Columna publicada el viernes 17 de noviembre de 2023 por El País Chile.

La imagen de un delincuente lanzándole una granada de mano a una policía es el testimonio más dramático de semanas angustiantes en materia de seguridad. El catálogo es tan amplio como siniestro: secuestros con extorsión, encerronas, asesinatos, diversas manifestaciones de crimen organizado. El Estado, en cambio, parece impotente, incapaz de frenar la criminalidad y poner atajo a la percepción ciudadana de descontrol, de que el asunto se sale de las manos y que hay poco que hacer más que resignarse, cambiar los hábitos para evitar ser víctimas de delito, encerrarse en casa, evitar la noche.

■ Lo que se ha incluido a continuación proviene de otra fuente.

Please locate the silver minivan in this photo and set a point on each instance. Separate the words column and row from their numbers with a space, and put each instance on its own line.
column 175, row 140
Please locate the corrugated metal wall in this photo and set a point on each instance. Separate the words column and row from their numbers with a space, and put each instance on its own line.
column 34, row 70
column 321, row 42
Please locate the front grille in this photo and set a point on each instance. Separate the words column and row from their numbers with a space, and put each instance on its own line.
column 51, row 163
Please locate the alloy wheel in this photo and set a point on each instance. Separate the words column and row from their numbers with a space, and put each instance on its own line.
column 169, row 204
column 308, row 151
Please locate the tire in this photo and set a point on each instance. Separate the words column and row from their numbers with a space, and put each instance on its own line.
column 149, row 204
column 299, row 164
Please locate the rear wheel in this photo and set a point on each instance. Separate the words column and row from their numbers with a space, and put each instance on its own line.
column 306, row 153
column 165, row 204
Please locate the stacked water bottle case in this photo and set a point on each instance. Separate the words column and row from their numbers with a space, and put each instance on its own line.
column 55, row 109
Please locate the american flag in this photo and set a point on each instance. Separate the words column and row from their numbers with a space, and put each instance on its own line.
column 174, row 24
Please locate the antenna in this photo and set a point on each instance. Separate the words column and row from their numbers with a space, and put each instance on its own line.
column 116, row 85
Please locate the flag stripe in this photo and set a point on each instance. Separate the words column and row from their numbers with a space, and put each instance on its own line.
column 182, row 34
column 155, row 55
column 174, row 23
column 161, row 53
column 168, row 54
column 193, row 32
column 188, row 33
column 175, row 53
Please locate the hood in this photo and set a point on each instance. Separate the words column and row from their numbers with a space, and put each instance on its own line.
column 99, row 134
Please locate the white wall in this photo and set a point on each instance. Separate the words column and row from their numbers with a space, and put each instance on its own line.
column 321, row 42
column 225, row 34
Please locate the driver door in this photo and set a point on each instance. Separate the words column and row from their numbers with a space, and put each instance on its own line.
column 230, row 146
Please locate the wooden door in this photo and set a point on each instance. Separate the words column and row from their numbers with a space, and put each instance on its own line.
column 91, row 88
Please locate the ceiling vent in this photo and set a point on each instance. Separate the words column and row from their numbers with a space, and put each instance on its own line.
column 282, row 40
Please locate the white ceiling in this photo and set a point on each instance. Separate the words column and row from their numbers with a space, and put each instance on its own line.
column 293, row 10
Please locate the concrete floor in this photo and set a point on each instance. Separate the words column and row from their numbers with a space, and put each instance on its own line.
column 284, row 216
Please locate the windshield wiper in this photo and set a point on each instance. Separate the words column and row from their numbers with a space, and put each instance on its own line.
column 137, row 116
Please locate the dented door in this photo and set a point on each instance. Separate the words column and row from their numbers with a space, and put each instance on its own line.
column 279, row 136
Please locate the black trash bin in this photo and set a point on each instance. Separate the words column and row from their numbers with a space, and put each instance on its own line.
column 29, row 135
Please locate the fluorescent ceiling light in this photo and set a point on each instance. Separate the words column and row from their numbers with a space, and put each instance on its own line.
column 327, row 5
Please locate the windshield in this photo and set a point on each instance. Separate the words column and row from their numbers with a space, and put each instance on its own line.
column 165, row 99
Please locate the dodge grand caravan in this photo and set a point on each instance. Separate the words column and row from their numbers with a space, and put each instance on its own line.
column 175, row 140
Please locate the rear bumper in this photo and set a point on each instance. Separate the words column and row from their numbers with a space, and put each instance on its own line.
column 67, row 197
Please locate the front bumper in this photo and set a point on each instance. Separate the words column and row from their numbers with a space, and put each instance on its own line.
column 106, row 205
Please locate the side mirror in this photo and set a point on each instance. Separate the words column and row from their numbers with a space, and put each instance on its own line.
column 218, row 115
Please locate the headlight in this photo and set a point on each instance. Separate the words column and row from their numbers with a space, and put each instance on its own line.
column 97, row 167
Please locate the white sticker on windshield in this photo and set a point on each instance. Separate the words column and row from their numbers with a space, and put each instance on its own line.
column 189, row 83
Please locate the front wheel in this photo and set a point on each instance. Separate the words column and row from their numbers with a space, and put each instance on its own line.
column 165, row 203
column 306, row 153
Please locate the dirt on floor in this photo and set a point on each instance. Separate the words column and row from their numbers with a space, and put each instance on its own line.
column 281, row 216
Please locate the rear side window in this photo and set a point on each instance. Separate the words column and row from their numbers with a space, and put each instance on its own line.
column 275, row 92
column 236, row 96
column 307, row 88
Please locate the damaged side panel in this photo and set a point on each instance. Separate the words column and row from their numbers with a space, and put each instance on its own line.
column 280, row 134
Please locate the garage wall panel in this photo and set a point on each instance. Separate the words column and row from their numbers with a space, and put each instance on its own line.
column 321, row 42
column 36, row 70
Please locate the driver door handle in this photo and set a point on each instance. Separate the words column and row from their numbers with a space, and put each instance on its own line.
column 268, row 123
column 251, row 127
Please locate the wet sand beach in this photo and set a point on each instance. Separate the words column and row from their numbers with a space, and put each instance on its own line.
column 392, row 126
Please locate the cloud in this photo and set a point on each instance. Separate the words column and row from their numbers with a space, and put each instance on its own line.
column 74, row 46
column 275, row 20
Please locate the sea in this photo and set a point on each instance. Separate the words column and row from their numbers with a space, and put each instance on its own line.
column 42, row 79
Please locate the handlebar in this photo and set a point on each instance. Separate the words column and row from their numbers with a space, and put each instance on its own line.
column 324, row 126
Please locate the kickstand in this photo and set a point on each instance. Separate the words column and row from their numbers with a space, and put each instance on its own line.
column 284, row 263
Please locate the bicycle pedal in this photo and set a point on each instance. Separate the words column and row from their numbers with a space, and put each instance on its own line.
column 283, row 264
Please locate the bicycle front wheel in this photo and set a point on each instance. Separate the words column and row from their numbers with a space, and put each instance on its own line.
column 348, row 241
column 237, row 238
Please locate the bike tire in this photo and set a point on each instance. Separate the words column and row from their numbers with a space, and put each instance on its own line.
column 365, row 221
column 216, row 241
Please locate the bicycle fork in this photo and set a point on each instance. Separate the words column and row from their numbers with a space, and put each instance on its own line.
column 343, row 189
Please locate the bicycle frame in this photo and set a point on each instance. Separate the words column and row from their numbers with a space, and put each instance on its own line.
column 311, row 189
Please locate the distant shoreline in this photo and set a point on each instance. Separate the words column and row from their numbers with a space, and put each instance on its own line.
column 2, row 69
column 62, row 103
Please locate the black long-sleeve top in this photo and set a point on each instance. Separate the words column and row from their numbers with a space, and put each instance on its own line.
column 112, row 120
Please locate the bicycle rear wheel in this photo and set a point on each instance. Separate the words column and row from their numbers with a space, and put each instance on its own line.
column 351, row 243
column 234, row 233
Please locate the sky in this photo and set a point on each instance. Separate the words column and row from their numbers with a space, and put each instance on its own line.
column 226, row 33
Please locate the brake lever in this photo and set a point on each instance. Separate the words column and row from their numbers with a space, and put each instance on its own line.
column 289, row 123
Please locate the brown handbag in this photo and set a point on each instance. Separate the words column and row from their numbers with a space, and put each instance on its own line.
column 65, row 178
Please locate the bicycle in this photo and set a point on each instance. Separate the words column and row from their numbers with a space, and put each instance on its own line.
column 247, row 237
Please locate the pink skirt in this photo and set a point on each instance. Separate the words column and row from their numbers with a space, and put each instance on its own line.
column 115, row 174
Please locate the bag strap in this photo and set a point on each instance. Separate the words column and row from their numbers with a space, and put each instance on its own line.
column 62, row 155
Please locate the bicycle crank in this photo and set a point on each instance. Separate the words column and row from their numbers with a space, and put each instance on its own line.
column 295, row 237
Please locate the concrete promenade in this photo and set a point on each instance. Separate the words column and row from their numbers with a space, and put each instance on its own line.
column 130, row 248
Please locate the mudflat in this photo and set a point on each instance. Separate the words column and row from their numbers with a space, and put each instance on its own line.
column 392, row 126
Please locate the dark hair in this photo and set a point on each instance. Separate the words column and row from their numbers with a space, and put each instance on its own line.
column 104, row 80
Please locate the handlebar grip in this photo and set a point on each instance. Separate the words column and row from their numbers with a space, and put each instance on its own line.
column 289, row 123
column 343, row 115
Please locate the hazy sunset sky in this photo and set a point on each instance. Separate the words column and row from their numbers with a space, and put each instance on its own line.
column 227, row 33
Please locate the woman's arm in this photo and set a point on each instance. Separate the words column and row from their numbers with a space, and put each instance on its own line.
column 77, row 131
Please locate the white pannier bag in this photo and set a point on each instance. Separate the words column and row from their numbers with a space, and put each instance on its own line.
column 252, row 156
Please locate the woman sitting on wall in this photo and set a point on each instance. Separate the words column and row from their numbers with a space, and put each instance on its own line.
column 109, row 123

El diagnóstico crítico no viene de una ultraderecha que busca generar un caos que la beneficie, como deslizaron algunos en redes sociales. La temporada de secuestros, ironizaban, terminaría curiosamente el 18 de diciembre, un día después del plebiscito constitucional. Muy por el contrario, la voz de alerta llega desde cerca del propio oficialismo. Claudio Orrego, gobernador de Santiago, pidió decretar estado de excepción constitucional. Los problemas llegaron cerca de su oficina: una practicante del Gobierno Regional fue asesinada en el mercado Tirso de Molina, mientras iba camino a su casa. Orrego –en un gesto antes impensable para nuestras izquierdas– pidió “expulsar de inmediato a cualquier extranjero que viene a cometer delitos a nuestro país” (lo mismo que, dicho sea de paso, sugiere la nueva propuesta constitucional).

Pero no es el único. Un grupo transversal de diputados, que incluye a miembros del socialismo, el Partido Radical, la Democracia Cristiana y el Partido de la Gente más independientes, hizo una dura advertencia al Gobierno: “Hacemos un llamado a extremar las medidas y a echar mano a todas las herramientas constitucionales y legales disponibles para poner freno a esta situación ahora. No es tiempo de diagnósticos. Los diagnósticos ya están hechos, es tiempo de actuar”, indicó el legislador Raúl Soto (PPD, de centroizquierda). También apuntan a la expulsión de inmigrantes irregulares, proponiendo una operación rastrillo a nivel nacional, junto con el estado de excepción respectivo.

El problema no es solo chileno ni inicia con este Gobierno. Sin ir más lejos, las elecciones presidenciales argentinas también han tenido un componente mayor de seguridad, y en Perú se está implementando un decreto legislativo del Ejecutivo que establece un procedimiento para expulsar en 48 horas a los migrantes irregulares o que hayan cometido delitos. También incluye sanciones para empresas de transporte interprovincial y hospedajes que brinden servicio a inmigrantes irregulares.

Sin embargo, la situación chilena tiene peculiaridades que lo vuelven todavía más complejo. Por una parte, las izquierdas cuentan con escasa credibilidad para construir soluciones en materia de seguridad, toda vez que una parte importante del Frente Amplio ha hecho su carrera desde la sospecha hacia las instituciones policiales, criticándolas de manera apresurada o injusta. Por otra, la agenda migratoria –sostenida bajo la frase bonachona pero insuficiente de que “no hay personas ilegales”– parte con retraso, menoscabando tanto las posibilidades de ordenar la inmigración como las oportunidades de quienes ingresan de manera legal al país. Finalmente, el estado del sistema político en general, sostenido en la performance, la ganancia de corto plazo, la idea de pasar facturas a los adversarios, hace poco probable que se concreten cambios eficaces en esta materia, cambios que pasen la línea del populismo punitivo.

Al enfrentar los problemas de seguridad, la política se juega su propia subsistencia. Si no es capaz de abordar esta dimensión con eficacia, crece una doble tentación terrible: la autotutela o el liderazgo disruptivo, o una conjunción de ambos. La autotutela se vuelve una opción atractiva, acentuando la violencia en la sociedad, traspasando una de las funciones que debieran ser privativas del Estado. Los líderes disruptivos, que prometen mano dura a cualquier costo, también ven crecer sus bonos. Es la ecuación que hizo popular al presidente de El Salvador, Nayib Bukele, como su opción más radical, pasando a llevar derechos humanos y garantías penales mínimas, pero logrando contener la violencia de las bandas delictuales. Pero no es el único. Mientras más aumente la sensación de desamparo, de impunidad y descontrol, crecerán las posibilidades de quien ofrezca mano dura.

Chile no parece querer un Bukele por ahora, pero la mesa está servida para que, más temprano que tarde y aprovechándose de la incapacidad de la política, algún primo lejano decida encarnar su terrible rol.